Minerva is the Roman name for Athena, maiden goddess of wisdom, and of war.

Friday, June 18, 2004

Æ29, Side in Pamphylia, Gallienus, SNG France 919 

ΑΥΤ Κ[ΑΙ ΠΟΥ ΛΙΕ ΓΝ Γ]ΑΛΛΙΗΝΟC CΕ, Laureate draped cuirassed bust right, over eagle facing with wings spread, IA before | CΙΔΗΤΩΝ ΝΕΩΚΟΡΩΝ, Athena standing facing, head left, holding palm right, dropping pebble into amphora left. Pomegranate on stem behind.

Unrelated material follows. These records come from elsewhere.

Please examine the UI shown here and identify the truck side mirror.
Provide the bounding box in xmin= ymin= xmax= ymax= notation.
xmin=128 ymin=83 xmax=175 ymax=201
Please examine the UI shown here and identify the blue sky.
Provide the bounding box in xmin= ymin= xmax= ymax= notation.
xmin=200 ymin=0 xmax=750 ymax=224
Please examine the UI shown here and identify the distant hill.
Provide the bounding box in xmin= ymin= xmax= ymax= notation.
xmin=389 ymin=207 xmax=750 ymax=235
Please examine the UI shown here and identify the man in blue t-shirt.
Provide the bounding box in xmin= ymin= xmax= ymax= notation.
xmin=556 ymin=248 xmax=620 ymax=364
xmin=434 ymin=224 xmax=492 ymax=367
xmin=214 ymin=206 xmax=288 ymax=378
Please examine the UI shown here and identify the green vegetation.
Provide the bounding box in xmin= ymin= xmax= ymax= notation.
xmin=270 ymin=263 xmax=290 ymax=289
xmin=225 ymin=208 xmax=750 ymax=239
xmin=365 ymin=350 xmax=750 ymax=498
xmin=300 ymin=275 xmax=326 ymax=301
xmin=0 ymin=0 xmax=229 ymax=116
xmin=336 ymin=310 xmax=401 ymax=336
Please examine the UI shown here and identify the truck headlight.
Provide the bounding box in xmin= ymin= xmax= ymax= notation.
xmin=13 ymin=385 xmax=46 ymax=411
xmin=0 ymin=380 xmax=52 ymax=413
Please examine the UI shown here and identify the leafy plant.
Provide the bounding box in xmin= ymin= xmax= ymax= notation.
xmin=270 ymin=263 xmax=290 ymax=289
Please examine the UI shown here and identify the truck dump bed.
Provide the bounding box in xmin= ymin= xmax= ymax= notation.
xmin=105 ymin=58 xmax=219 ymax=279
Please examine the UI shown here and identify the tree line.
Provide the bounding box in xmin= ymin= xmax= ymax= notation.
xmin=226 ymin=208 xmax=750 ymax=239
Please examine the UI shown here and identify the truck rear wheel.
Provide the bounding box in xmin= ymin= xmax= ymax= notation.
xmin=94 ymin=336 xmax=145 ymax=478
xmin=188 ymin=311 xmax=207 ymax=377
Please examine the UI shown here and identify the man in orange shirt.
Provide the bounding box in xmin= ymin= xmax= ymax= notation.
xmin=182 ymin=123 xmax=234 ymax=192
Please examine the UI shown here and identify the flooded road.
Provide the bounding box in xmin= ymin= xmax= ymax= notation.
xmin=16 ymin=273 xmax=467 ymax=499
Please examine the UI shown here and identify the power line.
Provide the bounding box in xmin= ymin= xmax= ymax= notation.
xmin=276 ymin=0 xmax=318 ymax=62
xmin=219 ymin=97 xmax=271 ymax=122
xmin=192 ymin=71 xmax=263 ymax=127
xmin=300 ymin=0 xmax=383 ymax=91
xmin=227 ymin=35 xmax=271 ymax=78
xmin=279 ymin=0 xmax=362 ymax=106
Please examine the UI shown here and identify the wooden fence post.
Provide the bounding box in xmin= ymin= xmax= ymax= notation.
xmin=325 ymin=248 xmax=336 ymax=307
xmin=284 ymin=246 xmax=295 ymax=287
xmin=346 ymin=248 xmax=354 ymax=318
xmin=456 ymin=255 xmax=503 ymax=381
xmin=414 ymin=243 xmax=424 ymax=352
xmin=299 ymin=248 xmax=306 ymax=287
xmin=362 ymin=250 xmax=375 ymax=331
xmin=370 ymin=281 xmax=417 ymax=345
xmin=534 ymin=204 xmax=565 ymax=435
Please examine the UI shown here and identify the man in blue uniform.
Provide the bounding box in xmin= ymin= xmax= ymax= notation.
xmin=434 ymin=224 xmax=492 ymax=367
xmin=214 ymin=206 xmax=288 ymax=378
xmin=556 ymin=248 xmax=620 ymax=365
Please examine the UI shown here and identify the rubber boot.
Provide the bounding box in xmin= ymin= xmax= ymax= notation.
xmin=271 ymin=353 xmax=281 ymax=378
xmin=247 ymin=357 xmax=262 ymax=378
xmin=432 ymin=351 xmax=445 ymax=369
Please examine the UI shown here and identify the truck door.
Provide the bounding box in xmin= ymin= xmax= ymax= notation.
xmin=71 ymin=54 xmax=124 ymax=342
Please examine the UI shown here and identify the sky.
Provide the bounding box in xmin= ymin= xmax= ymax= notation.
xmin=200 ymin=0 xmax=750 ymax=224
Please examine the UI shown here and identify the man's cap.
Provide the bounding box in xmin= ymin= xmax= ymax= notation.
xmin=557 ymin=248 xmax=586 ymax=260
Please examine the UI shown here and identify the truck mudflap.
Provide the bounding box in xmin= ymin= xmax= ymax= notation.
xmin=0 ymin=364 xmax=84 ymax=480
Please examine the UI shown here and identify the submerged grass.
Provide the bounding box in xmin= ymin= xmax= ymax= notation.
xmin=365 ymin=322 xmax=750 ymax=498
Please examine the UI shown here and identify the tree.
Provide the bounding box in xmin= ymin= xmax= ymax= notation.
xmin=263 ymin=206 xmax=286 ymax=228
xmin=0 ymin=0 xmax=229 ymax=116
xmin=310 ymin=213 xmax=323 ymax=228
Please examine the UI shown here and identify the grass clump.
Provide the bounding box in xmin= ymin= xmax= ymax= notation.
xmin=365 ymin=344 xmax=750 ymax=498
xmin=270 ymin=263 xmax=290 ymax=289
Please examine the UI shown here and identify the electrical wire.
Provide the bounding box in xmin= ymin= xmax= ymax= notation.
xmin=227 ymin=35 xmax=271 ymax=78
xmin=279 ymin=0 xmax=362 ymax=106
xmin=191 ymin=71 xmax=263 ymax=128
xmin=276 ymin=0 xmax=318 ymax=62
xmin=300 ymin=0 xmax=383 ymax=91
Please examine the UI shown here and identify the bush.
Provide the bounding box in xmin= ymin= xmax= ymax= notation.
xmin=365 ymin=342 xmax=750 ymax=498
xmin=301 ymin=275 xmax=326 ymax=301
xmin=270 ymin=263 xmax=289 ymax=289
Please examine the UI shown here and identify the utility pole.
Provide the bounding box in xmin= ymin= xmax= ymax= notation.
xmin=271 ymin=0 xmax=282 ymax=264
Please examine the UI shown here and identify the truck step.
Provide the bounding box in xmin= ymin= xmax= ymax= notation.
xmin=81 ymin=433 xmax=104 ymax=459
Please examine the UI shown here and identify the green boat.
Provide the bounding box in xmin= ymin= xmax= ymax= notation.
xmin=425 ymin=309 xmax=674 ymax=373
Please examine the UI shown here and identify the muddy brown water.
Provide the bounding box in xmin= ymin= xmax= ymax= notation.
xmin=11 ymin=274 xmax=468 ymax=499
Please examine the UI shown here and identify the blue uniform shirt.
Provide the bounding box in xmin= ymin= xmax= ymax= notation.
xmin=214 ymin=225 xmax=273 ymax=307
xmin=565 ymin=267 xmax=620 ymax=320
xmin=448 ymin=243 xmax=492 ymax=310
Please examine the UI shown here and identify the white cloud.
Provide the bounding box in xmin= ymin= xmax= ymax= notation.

Athena, a goddess associated with wisdom and with war, here demonstrates the Roman vote. In some cases a pottery shard would have a name written on it, and be dropped into a container. In simple cases, yes or no could be signified by a white or black pebble, likewise dropped.

The pomegranate is often seen on coins of Side.

Thursday, June 17, 2004

Billon antoninianus, Gallienus, Mediolanum, Göbl 988r 

GALLIENVS AVG, Radiate cuirassed bust right | LEG I MIN VI P VI F, Minerva standing facing, head left, holding Victory left and spear right. Shield at feet right.

Another coin of the "legionary series", this one honoring Legio I Minervia, founded by the emperor Domitian. I posted an Alexandrian dichalkon of Domitian yesterday, and will have a nice denarius of him for Wednesday coming.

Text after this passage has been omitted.